Boxplots are constructed using the standard "boxplot()" command within R. This provides a visual representation of the distribution of log2 ratios from each sample (QC_cnv_boxplot.pdf) as well as a numeric summary used for subsequent thresholding and quality control (QC_cnv_boxplots.xls). The boxplot output summary includes: upper whisker, Q3, median, Q1, and lower whisker. Upper (lower) whiskers are the greatest (lowest) values that fall within Q3 (Q1) plus a quantity (default: 3) times the interquartile range (Q3 - Q1). A sample fails quality control if either of the boxplot whiskers extends beyond the expected theoretical log2 ratio for a single-copy gain (0.58) or a single-copy loss (-1). Failed samples are identified in the boxplot summary output, and VisCap automatically repeats the analysis until all samples pass quality control. The complete set of output files is generated for each iteration and stored in separate folders. For further quality control, log2 ratios across the entire batch are visualized in a single heatmap-based output (QC_cnv_heatmap.pdf).
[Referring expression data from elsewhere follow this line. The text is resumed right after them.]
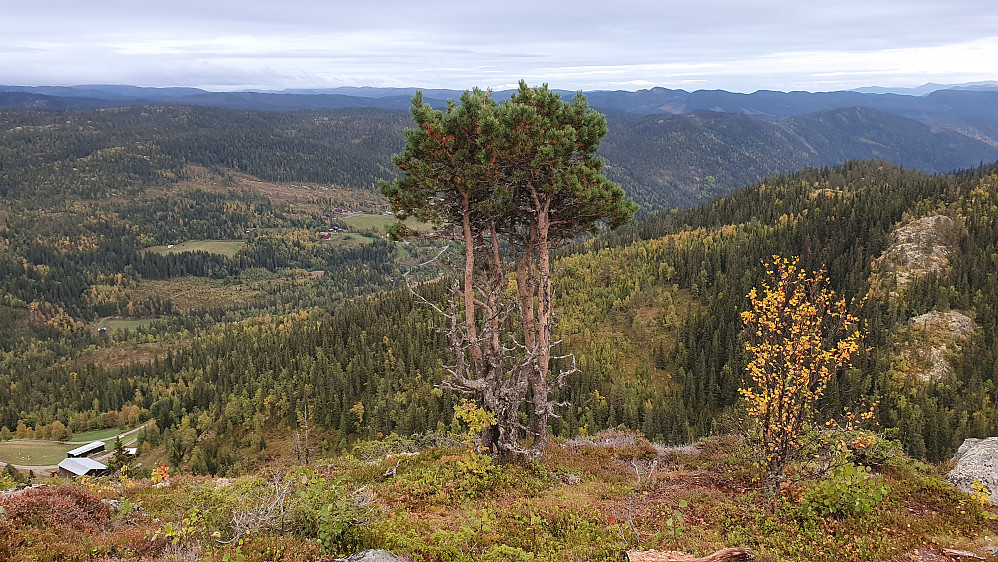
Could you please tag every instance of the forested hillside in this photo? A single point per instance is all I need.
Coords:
(651, 314)
(662, 161)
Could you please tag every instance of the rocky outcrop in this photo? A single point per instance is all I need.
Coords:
(927, 341)
(977, 460)
(919, 247)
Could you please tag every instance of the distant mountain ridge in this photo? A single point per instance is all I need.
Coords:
(972, 100)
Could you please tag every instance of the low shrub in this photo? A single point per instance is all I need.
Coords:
(850, 491)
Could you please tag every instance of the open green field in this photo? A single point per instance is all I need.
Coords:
(97, 435)
(33, 453)
(348, 239)
(223, 247)
(379, 222)
(112, 323)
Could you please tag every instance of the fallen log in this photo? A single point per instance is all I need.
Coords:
(723, 555)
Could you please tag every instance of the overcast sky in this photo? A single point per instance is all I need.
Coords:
(737, 45)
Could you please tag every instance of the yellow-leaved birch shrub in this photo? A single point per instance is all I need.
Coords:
(799, 336)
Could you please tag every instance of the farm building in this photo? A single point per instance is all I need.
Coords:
(73, 467)
(86, 450)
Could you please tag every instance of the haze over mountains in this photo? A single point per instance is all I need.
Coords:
(667, 147)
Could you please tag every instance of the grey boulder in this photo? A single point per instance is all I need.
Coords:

The thresholding strategy for determining if a log2 ratio represents a gain or a loss is dependent on the boxplot whiskers and a set of fixed thresholds. These fixed thresholds were established based on the analysis of positive control samples (see validation report) and they represent the minimum log2 ratio for gains (0.40) and maximum log2 ratio for losses (-0.55) at which a call is made. A copy number variant is called when a log2 ratio exceeds both the upper (lower) fixed threshold and the upper (lower) whisker for the sample. The minimum number of consecutive exons with log2 ratios outside of these thresholds to call a copy number variant can also be set by the user (default: 1).

Output

For each sample, candidate copy number variants are output as a text data table (*.cnvs.xls). All calls from all intervals across all samples are also written to a file (cnv_boxplot_outliers.xls, losses -1, copy-neutral 0, gains 1). To facilitate visual review of the data for each sample, log2 ratios are plotted by relative genome order (i.e. rank order, not to scale on genome) and data points supporting copy number variants are color-coded (gains: red, losses: blue). This plot is overlaid with guidelines depicting the two sets of thresholds used for copy number variation (whiskers: dashed, fixed: solid black) and the theoretical log2 ratios (solid light gray) for single-copy gains and single-copy losses.